Discussion in 'Off Topic [BG]' started by Peter McFerrin, Dec 9, 2003.


  1. So if I move to California to start grad school, but I'm not employed by anyone in the state, do I have to pay California emissions fees, car tax, etc.?
     
  2. If you register your car in the state, you do. But if you keep your registration current in your home state, I think you're okay.
     
  3. Sweet. The question is, will I have to register my car in Cali? I know I'll have to move my insurance over there. (That is gonna be heinously expensive, since USC isn't in one of the safer parts of Los Angeles.)
     
  4. A lot of people don't; I remember reading in the paper awhile back that it was a sort of loophole that out-of-staters took advantage of. My sense is that if you're not a resident, you won't be required to change your registration.
     
  5. ...but you will be a resident so you probably will have to change your registration. If I remember correctly from my old drivers handbook (too long ago), you only get 2 weeks to drive around with out of state plates, but I guess no one's counting the days so you could theoretically get away with it for quite a while.
     
  6. Yeah, and since I'm going to be living in USC-owned housing for my first semester there, I have a pretty good chance of being noticed by campus cops.

    My brother at Berkeley has been sporting his Illinois plates ever since he moved to Cali almost a year ago, but he lives in a non-university-registered apartment complex that doesn't give a rat's patoot about such things. He's also been told by a traffic cop that it's really not a big deal.

    I'm gonna try to stick it out with my Illinois plates/registration for as long as possible. I figure that if I could go to college in New York for four years without having to register there, I might be able to pull off the same trick in Cali.
     
  7. Finger Blister

    Finger Blister

    Jul 8, 2003
    Good Luck.

    As a fourth generation L.A. native, I can say with
    authority that L.A. sucks and the USC area is a
    ghetto.

    Tip:
    Natives don't use the word "Cali."
     
  8. Enh, I'm from Illinois. It's not like I'd sound anything like a native anyway.
     
  9. Don't worry about registering your car here in California, most students at USC from out of state don't.

    Both my roommates are from Seattle, and the one who has a car kept his Washington plates. Plenty of Colorado/Washington/Texas plates on cars around 'SC, and I've noticed a couple Illinois plates, as well as Wisconsin etc., so it shouldn't be a problem.

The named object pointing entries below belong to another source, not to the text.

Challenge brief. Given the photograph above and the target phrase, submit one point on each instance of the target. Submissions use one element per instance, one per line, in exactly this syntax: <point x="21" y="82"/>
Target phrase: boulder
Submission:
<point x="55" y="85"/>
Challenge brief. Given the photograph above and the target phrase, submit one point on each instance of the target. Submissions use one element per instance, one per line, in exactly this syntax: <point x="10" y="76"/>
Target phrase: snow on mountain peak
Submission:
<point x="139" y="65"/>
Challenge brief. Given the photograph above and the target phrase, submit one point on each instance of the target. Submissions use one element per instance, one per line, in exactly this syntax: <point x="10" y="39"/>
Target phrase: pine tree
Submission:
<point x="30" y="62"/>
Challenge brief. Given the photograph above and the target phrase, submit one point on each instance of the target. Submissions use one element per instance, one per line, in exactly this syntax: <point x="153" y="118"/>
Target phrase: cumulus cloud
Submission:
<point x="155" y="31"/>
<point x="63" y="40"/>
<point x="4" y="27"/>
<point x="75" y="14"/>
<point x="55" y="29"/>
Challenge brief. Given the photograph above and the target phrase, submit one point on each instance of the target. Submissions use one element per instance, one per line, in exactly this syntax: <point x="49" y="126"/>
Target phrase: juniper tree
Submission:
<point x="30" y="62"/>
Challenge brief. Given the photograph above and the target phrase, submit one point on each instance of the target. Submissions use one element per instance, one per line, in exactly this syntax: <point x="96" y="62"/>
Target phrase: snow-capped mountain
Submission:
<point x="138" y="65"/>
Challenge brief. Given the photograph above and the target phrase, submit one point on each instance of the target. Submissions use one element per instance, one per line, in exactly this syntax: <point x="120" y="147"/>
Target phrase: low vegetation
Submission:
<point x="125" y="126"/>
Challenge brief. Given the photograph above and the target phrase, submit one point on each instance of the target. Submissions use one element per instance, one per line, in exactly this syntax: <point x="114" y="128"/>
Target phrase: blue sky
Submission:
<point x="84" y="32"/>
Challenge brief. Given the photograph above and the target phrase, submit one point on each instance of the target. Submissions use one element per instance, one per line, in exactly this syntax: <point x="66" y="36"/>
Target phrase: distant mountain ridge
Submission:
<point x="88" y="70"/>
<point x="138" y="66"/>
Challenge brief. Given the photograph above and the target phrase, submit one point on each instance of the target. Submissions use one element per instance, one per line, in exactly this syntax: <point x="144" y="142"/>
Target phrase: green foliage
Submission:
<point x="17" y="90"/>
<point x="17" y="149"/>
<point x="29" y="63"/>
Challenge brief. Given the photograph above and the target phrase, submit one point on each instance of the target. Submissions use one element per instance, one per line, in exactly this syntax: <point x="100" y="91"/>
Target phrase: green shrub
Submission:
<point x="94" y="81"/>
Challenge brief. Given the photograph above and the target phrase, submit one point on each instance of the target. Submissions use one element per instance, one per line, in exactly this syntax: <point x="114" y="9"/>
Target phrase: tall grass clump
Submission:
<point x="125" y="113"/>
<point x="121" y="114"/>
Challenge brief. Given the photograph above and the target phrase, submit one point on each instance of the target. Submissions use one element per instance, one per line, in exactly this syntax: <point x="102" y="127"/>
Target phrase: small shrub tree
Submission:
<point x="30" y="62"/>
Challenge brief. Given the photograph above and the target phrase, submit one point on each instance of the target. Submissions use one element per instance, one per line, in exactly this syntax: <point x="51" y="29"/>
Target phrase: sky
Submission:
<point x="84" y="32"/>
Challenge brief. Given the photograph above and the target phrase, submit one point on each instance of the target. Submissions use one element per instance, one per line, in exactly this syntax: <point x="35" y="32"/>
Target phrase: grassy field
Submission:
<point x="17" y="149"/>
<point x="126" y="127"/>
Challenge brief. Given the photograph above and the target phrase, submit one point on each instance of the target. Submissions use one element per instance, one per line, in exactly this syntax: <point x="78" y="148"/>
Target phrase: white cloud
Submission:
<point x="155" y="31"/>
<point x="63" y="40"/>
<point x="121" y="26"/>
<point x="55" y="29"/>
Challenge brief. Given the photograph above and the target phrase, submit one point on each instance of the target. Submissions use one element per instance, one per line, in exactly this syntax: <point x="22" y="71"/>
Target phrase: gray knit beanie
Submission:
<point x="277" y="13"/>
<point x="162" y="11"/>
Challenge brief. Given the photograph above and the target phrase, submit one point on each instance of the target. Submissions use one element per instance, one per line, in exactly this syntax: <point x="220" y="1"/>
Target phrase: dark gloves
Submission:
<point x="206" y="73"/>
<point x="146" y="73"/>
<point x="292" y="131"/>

    I doubt DPS will be giving you any trouble over it.
     
  10. Tip: Natives DO use the word "cali". down south they use "a grip" too. Also remember, Northern California is not "NoCal," it's "NorCal," but southern California is "SoCal". Man, I love this state.

    P.S. If you say it like No'Cal all thug like, I might not take offense, but you best watch yo' back, foo.
     
  11. Finger Blister

    Finger Blister

    Jul 8, 2003
    Sorry, after being born, raised and living
    in the Valley for 23 years, and then living the
    next 16 years in the S.F. Bay Area I just never
    knew anyone who used the word 'Cali'
    except for punk kids. Wouldn't want to be
    be mislabeled.

    Advice stands.
     
  12. Well, that explains it. I guess by "punk kids" you mean the younger generation. I'm in college now and people say it all the time. Hopefully by the time I'm your age I'll be mature enough to have grown out of that word...hopefully... but then I believe I've heard my chem prof last year say "cali" more than once.
     
  13. anyways, have you heard of the phrase "a grip"?
     
  14. yeah and out of state plates stick out like a sore thumb. I hear that cops will pull you over for no reason except to hassle you about your out of state plates. good luck!
     
  15. Ty McNeely

    Ty McNeely

    Mar 27, 2000
    TX
    I thought if you were a college student (even a grad student) that you didn't have to change your state of residency, and therefore don't have to change your plates since your car is still registered in your home state.